Motorrad-Marken


Vincent 500 Comet 
Baujahr 1950

"Power-Single"

Wer von einer Vincent spricht, meint entweder die 1000er Rapide
oder die legendäre Black Shadow. Aber auch die Singles sind
bemerkenswerte Modelle. Die 500er Comet war ihren damaligen
Klassenkameraden haushoch überlegen und gehört heute
zum begehrten Sammlerstück.

Text: Winni Scheibe
Fotos: Scheibe, Werk


Anfang der fünfziger Jahre war bei uns das Motorrad Beförderungsmittel Nummer eins.
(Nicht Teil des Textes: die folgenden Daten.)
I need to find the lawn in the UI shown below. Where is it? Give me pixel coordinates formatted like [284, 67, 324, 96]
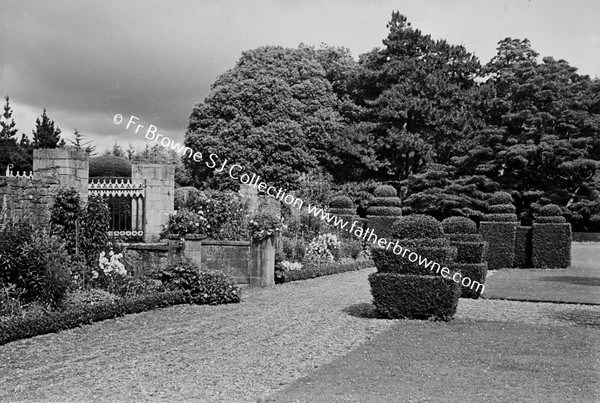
[265, 320, 600, 402]
[482, 243, 600, 305]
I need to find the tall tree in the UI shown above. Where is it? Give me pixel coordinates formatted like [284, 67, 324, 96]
[33, 108, 64, 148]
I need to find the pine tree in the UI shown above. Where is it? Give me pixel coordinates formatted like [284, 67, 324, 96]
[0, 95, 18, 141]
[33, 108, 62, 148]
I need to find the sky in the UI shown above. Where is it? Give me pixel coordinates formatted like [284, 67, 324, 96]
[0, 0, 600, 151]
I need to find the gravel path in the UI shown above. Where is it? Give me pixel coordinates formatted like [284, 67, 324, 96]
[0, 269, 600, 402]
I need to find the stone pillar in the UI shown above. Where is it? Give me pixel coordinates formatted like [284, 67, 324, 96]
[131, 164, 175, 242]
[33, 148, 89, 203]
[248, 238, 275, 287]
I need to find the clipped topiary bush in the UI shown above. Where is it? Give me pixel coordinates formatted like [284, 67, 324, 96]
[531, 204, 572, 268]
[513, 226, 533, 269]
[392, 214, 444, 239]
[373, 185, 398, 197]
[369, 215, 460, 320]
[367, 185, 402, 239]
[442, 217, 477, 235]
[479, 192, 518, 270]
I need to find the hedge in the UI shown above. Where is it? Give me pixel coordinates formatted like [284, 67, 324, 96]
[479, 221, 517, 270]
[374, 185, 398, 197]
[535, 216, 567, 224]
[488, 204, 517, 214]
[392, 214, 444, 239]
[329, 196, 355, 210]
[513, 226, 533, 268]
[449, 262, 487, 299]
[366, 216, 398, 240]
[282, 260, 373, 283]
[531, 223, 571, 268]
[367, 208, 402, 217]
[0, 291, 190, 345]
[370, 197, 402, 207]
[371, 247, 456, 276]
[450, 241, 488, 263]
[442, 217, 477, 234]
[481, 214, 518, 223]
[369, 273, 461, 321]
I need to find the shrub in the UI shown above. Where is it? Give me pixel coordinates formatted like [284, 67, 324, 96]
[513, 226, 533, 268]
[369, 273, 461, 320]
[488, 192, 513, 206]
[451, 242, 488, 263]
[481, 214, 518, 223]
[539, 204, 562, 217]
[329, 196, 355, 210]
[374, 185, 398, 197]
[371, 247, 456, 276]
[442, 216, 477, 234]
[392, 214, 444, 239]
[531, 223, 571, 268]
[89, 155, 131, 178]
[488, 204, 517, 214]
[450, 262, 487, 299]
[0, 292, 188, 345]
[282, 260, 373, 282]
[155, 259, 240, 305]
[479, 222, 517, 270]
[535, 216, 567, 224]
[371, 197, 402, 208]
[367, 208, 402, 217]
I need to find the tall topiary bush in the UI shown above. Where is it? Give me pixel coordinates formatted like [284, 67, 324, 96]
[369, 215, 460, 320]
[531, 204, 572, 268]
[367, 185, 402, 239]
[442, 217, 488, 299]
[479, 192, 518, 270]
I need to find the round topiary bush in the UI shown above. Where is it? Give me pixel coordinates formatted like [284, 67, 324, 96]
[442, 217, 477, 234]
[489, 192, 513, 206]
[392, 214, 444, 239]
[89, 155, 131, 178]
[329, 196, 355, 209]
[539, 204, 562, 217]
[374, 185, 398, 197]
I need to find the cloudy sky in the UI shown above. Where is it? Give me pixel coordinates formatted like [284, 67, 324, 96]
[0, 0, 600, 150]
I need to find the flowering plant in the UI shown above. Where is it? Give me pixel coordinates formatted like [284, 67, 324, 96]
[248, 213, 282, 242]
[306, 234, 340, 262]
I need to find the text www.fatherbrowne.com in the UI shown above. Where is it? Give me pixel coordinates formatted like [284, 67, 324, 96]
[113, 114, 485, 292]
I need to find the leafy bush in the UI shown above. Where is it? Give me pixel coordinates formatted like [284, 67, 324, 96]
[479, 221, 517, 270]
[488, 204, 517, 214]
[450, 262, 487, 299]
[374, 185, 398, 197]
[155, 259, 240, 305]
[391, 214, 444, 239]
[282, 260, 373, 282]
[534, 216, 567, 224]
[369, 273, 461, 320]
[539, 204, 562, 217]
[481, 214, 518, 223]
[89, 155, 131, 178]
[531, 223, 571, 268]
[371, 197, 402, 208]
[488, 192, 513, 206]
[329, 196, 355, 209]
[0, 292, 189, 345]
[513, 226, 533, 268]
[442, 216, 477, 234]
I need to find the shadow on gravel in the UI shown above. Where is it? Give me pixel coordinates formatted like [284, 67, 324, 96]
[343, 302, 387, 319]
[538, 276, 600, 287]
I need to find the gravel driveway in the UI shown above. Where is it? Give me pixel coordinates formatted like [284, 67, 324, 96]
[0, 269, 600, 402]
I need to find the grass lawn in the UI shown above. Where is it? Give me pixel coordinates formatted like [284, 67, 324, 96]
[482, 243, 600, 305]
[265, 320, 600, 402]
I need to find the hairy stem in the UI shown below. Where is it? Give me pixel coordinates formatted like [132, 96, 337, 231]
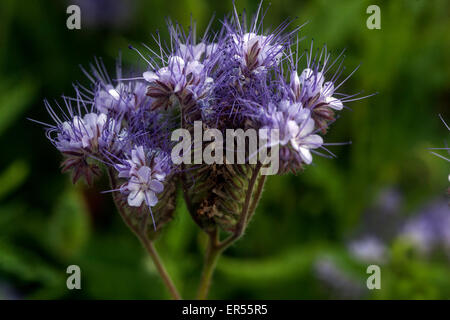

Alle Welt knatterte auf Leichtmaschinen mit 98 oder 125 Kubik durch die Gegend. Schwere Maschinen von BMW oder Zündapp mit 500 oder gar 600 Kubik konnten sich nur wenige Leute leisten. Ganz und gar im Reich der Träume blieben die Motorräder aus England. Tauchte dennoch irgendwo eine BSA, Triumph, Norton, Royal Enfield, AJS, Matchless, Velocette oder gar Vincent auf, war die Aufregung groß. Einen ganz besonderen Ruf genossen die Maschinen von Philip C. Vincent aus Stevenage.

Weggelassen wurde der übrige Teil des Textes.